The screen unlocked, opening up to her home screen instead. A picture of the boy’s face greeted Bo. He frowned, resting the device on his thigh. Martha definitely felt guilty about the boy’s death. There was no doubt in the blonde’s mind about that particular aspect of the woman’s life.

She had killed him three years ago. How long had it taken her to feel guilty? To realize that it was clearly her fault that a parent had lost their child far too young?

Bo scratched the top of Acamas’s head, his brow furrowed. The cat purred, nuzzling his palm. He opened up the laptop’s user settings and, after messing around for a while, he found what he was looking for.

A month ago, she had changed her password to the dead boy’s name. A month ago, right around the same time she had been diagnosed with depression. Bo raised an eyebrow, tapping the small letter X at the upper righthand corner of the screen. He touched a finger to the yellow folder on the toolbar and opened up Martha’s downloaded pictures.

He clicked the one of the dead boy’s face, the one she had set as her desktop background. Under details, he checked the date it had been downloaded to her computer. Unsurprisingly, that had also been a month ago.

With a soft sigh, Bo opened up Martha’s internet browser and opened her search history. He went back a month in the feed, carefully scrolling through each site and link she had visited the day she’d downloaded the image.

Nothing. Nothing that led back to an image, anyway.

She had, however, opened her email right around the time she downloaded the image. He tapped the email, opening the message in a new tab. The boy’s face stared at him from the dead woman’s email inbox.

Bo cleared his throat, skimming over the subject header of the email.

Martha Fraser Found Not Guilty Of Murdering Young Boy

Bo raised an eyebrow, his blue eyes shifting to the first line of text beneath that, the only other text on the screen.

Most people at least pretend they feel guilty after killing an innocent child for no reason other than being unable to control themselves, Martha. Maybe you should give pretending a shot.
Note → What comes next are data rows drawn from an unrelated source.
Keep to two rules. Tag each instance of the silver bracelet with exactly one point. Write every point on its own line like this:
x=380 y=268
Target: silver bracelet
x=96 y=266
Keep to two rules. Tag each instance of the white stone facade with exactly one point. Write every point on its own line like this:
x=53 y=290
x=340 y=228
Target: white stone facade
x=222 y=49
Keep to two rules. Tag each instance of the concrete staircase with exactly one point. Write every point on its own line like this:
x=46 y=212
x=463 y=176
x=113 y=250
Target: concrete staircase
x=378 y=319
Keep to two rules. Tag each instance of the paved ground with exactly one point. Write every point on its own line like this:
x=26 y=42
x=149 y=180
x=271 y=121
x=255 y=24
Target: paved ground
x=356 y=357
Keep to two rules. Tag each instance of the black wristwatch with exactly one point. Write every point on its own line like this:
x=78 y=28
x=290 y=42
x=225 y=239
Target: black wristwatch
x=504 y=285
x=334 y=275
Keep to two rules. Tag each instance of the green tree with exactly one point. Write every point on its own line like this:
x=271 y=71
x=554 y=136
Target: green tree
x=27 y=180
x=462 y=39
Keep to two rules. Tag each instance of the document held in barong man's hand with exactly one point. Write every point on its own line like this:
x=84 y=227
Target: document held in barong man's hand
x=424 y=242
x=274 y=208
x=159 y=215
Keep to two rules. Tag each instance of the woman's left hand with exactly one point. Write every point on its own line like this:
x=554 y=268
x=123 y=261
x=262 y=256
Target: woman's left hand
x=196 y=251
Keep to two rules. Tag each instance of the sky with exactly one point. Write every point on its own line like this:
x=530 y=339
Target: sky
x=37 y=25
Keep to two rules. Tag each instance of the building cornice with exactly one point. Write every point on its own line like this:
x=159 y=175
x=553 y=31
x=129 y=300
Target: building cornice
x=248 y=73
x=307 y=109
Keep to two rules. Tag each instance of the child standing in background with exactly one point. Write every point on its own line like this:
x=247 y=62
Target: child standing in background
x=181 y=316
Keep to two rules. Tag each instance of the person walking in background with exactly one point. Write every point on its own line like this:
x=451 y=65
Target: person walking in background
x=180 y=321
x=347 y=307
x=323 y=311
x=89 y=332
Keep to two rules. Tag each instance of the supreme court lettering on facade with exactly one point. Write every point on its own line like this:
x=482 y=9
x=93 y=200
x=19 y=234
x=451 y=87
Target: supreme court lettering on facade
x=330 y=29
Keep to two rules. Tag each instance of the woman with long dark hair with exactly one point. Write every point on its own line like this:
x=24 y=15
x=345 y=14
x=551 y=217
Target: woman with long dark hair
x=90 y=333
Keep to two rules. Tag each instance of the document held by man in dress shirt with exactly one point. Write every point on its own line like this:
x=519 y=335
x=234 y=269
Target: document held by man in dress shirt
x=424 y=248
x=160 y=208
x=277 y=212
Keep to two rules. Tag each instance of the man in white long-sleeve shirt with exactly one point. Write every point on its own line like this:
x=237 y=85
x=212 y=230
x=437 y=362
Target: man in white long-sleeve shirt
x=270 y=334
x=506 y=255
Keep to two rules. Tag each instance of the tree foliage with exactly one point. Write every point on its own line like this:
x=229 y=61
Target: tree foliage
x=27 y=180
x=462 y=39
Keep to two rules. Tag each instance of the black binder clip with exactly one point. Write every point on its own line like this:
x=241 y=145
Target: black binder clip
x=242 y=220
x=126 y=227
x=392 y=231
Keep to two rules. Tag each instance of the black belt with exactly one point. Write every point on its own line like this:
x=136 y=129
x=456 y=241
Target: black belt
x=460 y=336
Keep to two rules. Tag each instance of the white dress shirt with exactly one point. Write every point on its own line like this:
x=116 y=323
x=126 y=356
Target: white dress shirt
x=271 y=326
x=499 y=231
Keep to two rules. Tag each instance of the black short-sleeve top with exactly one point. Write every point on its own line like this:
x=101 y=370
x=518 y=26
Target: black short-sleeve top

Bo tapped the email at the top of the page, the email address that belonged to the sender of the image.

He leaned up just enough to pull his phone from his pocket. He unlocked the screen and swiped to his second screen, opening up one of the many apps that resided there. Glancing back at the email, he typed the address into his phone and waited.

The address came up inactive, and, according to his phone, it had been that way since the day it sent Martha the email. When it had been active, however, it had belonged to someone who had kindly given themself the first name MarthaFrasher, last name EatShit.

“Subtle,” Bo murmured.

Proof of a homicide? Definitely not. Proof of harassment, a harassment running so deep she had thrown herself off a building to get away from it all?



“Oh, hello,” Bo greeted as Jensen wrapped his arms around the blonde’s waist. “What can I do for you, love?”

“Why don’t you let me take over, here?” Jensen asked.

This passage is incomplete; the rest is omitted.